E bem se pode dizer que a partir de hoje, lá para os lados do Bairro Alto, aterrará um ovni. Pois apesar de não se poder falar com inteira propriedade num "antes e depois de Tolkien" na obra de Jackson (até porque, saudavelmente, os capítulos de "O Senhor dos Anéis" conservam uma "sujidade" pouco comuns em "blockbusters"...), a verdade é que quem apenas conhecer o realizador devido a Frodo e companhia não vai acreditar em muitas das coisas que verá por aqui... E para que fique claro: "Feebles, Os Terríveis" é o melhor filme de Jackson e uma das experiências cinematográficas mais arriscadas e originais de que há memória. Aliás, o horário das sessões não podia ser mais adequado, por se tratar de um "midnight movie" por excelência, daqueles a que se acorre vezes sem conta em êxtase hipnótico, para coleccionar diálogos, acompanhar canções e saborear o perfume a bizarria.
Falar em bizarria será pecar por defeito, perante o turbilhão de obscenidades, perversões e taras convocado para esta sátira (ou será tragédia?) selvagem ao mundo do "showbussiness". O realizador transporta-nos até aos bastidores de um famoso programa de TV de variedades (que inclui cómicos, atiradores de facas e inacreditáveis números musicais) e apresenta-nos o maior bando de porcalhões e debochados desde o "Saló" de Pasolini.

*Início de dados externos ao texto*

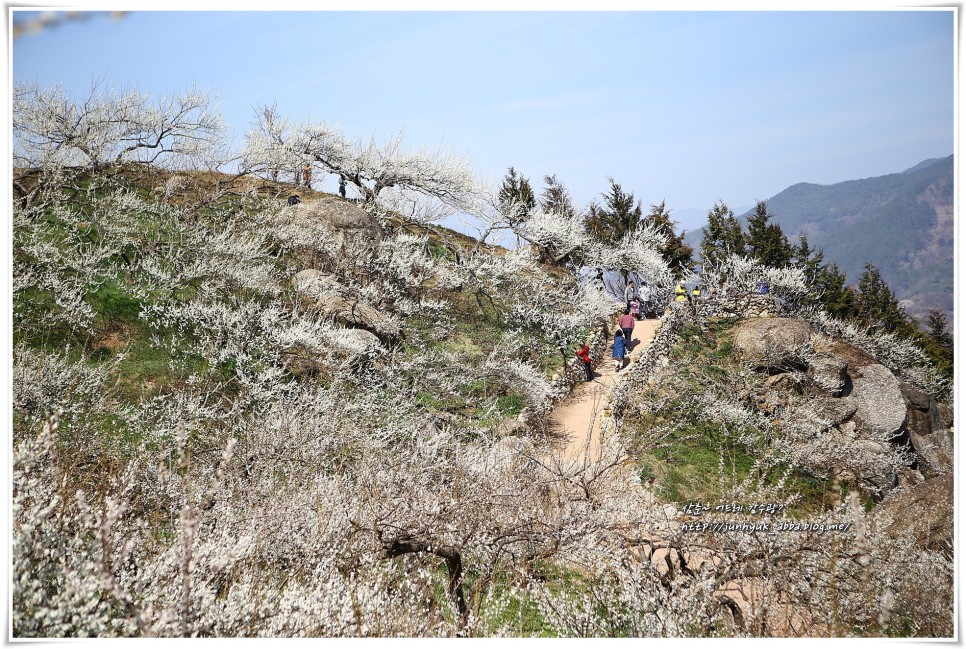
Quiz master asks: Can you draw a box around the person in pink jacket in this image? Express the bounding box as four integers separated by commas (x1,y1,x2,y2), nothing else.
618,309,635,351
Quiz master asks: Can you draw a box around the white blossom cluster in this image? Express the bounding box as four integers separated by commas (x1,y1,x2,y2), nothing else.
700,253,812,309
14,82,225,172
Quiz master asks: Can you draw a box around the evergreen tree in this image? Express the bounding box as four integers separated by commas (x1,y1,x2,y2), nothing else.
814,261,856,320
745,200,793,267
700,200,745,267
923,309,954,376
792,234,817,270
644,200,693,273
854,263,916,336
539,174,577,218
584,177,644,246
498,166,536,224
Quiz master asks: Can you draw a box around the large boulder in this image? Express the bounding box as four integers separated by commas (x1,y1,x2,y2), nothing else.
871,474,953,556
317,294,401,341
297,198,381,248
337,328,384,356
908,431,954,477
936,402,953,428
841,363,907,441
291,269,343,304
794,397,857,428
291,270,401,341
900,382,951,436
807,352,849,396
898,382,953,476
732,318,812,369
812,339,877,371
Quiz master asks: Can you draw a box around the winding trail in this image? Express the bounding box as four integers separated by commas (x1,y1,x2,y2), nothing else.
551,314,660,461
545,305,819,636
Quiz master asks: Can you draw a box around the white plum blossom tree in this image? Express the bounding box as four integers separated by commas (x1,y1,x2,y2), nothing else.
14,82,225,174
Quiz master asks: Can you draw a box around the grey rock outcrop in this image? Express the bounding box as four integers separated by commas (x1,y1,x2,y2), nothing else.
871,473,953,556
292,269,342,304
812,339,877,371
841,363,907,441
340,327,383,352
317,294,401,341
296,198,381,248
291,270,400,342
899,382,953,476
794,397,857,428
732,318,812,369
808,352,849,396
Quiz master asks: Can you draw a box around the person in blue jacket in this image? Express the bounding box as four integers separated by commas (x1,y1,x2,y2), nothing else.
612,329,626,372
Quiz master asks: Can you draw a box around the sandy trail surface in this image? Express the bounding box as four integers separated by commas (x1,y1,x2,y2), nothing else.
551,316,660,461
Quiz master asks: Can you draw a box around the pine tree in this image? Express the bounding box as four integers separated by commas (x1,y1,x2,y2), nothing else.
700,200,745,267
854,263,916,336
539,174,577,218
745,200,793,267
923,309,953,376
644,200,693,273
814,261,856,320
498,166,536,224
584,177,645,246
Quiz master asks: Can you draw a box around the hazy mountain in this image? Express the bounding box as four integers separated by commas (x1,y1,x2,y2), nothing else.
687,156,953,323
673,205,753,236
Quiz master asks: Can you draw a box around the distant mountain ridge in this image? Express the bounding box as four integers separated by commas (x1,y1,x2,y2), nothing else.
688,155,953,323
901,158,945,174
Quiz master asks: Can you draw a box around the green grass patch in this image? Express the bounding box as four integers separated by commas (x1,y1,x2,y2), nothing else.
645,424,757,505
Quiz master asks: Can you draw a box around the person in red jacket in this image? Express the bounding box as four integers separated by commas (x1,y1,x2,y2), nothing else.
575,343,593,382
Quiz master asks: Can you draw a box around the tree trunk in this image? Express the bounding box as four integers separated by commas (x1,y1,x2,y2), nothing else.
383,533,468,623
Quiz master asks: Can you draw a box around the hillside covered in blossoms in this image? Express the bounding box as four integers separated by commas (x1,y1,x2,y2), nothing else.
11,84,954,638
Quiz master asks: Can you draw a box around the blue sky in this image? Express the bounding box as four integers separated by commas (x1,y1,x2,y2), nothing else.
10,6,956,234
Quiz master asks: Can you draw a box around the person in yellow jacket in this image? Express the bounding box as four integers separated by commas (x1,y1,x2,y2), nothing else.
674,282,688,302
691,285,701,300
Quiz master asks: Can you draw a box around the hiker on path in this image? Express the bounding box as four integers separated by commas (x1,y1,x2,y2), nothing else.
339,177,347,198
624,280,638,312
302,164,312,188
675,282,688,303
612,329,626,372
619,308,635,350
629,297,641,320
639,281,652,319
575,343,593,382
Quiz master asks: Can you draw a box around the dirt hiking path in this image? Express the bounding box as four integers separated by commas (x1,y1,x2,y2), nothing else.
546,308,818,636
551,316,660,462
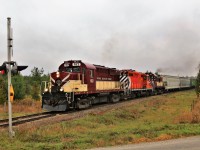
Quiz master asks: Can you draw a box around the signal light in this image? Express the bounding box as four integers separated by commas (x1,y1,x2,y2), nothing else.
0,70,5,75
0,62,7,74
0,61,28,75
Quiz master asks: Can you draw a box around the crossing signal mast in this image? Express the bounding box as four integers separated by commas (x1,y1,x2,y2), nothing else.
7,17,15,138
0,18,28,137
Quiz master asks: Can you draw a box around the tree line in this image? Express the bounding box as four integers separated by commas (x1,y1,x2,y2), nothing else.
0,67,49,104
196,69,200,98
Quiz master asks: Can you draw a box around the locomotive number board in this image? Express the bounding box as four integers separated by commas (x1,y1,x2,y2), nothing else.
72,63,81,66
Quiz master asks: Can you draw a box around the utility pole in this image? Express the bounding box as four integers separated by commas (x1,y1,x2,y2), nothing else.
7,17,15,138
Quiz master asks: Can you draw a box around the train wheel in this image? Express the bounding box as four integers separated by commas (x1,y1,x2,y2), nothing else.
77,99,91,109
131,93,136,99
88,98,92,107
110,94,120,103
137,93,141,98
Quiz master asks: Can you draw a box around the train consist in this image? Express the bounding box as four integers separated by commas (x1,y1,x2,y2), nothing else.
42,60,195,111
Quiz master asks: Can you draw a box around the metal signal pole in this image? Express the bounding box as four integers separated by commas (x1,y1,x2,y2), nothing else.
7,17,15,138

São os protagonistas, uma galeria de marionetas animais, espécie de versão "hardcore" dos Marretas, que inclui: um hipopótamo fêmea neurótico e obeso (é a vedeta, Heidi, diva em declínio); uma morsa traficante (Bletch, o produtor do espectáculo e companheiro de Heidi, que mantém uma relação secreta com a secretária, uma gata com sotaque de "southern belle"); um rato, com voz à Peter Lorre, que dirige filmes S&M; um sapo agarrado e veterano do Vietname; uma mosca "paparazzi" com um fraquinho por fezes; ou um elefante a braços com uma acção de paternidade interposta por uma galinha...
Como facilmente se percebe, o humor - mórbido, grotesco, escatológico - não será aconselhável a crianças (ao lado desta anarquia libertária, os Monty Python são meninos de coro...). Subversivo, "Feebles..." é um filme-limite que não recua perante nada (o episódio do coelho que estará ou não a morrer de SIDA) na celebração esfuziante do mau gosto como arte (John Waters pode sentir-se orgulhoso perante o desfile de fluidos corporais: sangue, urina, pus, vómito...). Imperturbado por pruridos morais (o argumento foi escrito em três penadas, após ter falhado o financiamento para o desejado "opus zombie" de "Braindead", num gesto de fúria face à frustração), o delírio corre à solta e a energia frenética dá origem a momentos hilariantes, como a genial sequência, entre o "flashback" e a alucinação, a parodiar "Full Metal Jacket" e "O Caçador" (com direito a roleta russa e tudo).
Quando chega o final apoteótico - um massacre digno de Peckinpah, ao som de uma canção sobre os prazeres da sodomia -, torna-se óbvio que estes bonecos decadentes não são mais do que o espelho da vulnerabilidade da condição humana, presos como estão às suas fraquezas, reféns de pulsões incontroláveis. Quem quiser conhecer esta pérola obscura, é favor arriscar. Mas podem nunca mais conseguir olhar para Cocas ou Miss Piggy do mesmo modo...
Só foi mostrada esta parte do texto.